Single by A Day to Remember featuring Sierra Kusterbeck

from the album Homesick
- Released: September 29, 2014
- Studio: The Wade Studios, Ocala, Florida
- Genre: Alternative rock; emo;
- Length: 4:04
- Label: Victory
- Songwriter: Jeremy McKinnon;
- Producers: Chad Gilbert; A Day to Remember;

= If It Means a Lot to You =

2009 song by A Day to Remember

"If It Means a Lot to You" is a song by the American rock band A Day to Remember featuring American singer Sierra Kay (credited as Sierra Kusterbeck on the release). Produced by Chad Gilbert and A Day to Remember, it was featured as the closing track on the band's 2009 studio album, Homesick.

==Composition and lyric==
Written by lead vocalist, Jeremy McKinnon, "If It Means a Lot to You” is a song about leaving behind a special person, swearing you will be back soon and often but, as time goes on, coming home is not as simple as one thought it would be.

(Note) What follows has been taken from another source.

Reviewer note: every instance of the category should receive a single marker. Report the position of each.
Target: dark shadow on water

The song narrates McKinnon's experience while he is away touring and can't return to his loved one.

==Promotion and release==
The song was originally only released as part of the album in February 2009, and was not a single. However, after gaining overwhelming popularity among fans, it was re-released as a radio airplay single over five years later on September 29, 2014. It was included in the Rock Band video game in downloadable mode. In 2019, it surpassed 100 million plays on Spotify, making it the most listened to song by the band on that platform.

==Personnel==
All credits adapted by Genius.

A Day to Remember
- Jeremy McKinnon — lead vocals, acoustic guitar, producer, engineering
- Tom Denney — lead and acoustic guitar, backing vocals
- Neil Westfall — rhythm guitar, backing vocals
- Joshua Woodard — bass

Additional personnel
- Sierra Kusterbeck — guest vocals
- Josh Freese — drums
- Chad Gilbert — production, recording, programming
- Dave Guynn — harmonica

==Certifications==

| Region | Certification | Certified units/sales |
| United Kingdom (BPI) | Silver | 200,000^{‡} |
| United States (RIAA) | Platinum | 1,000,000^{‡} |
^{‡} Sales+streaming figures based on certification alone.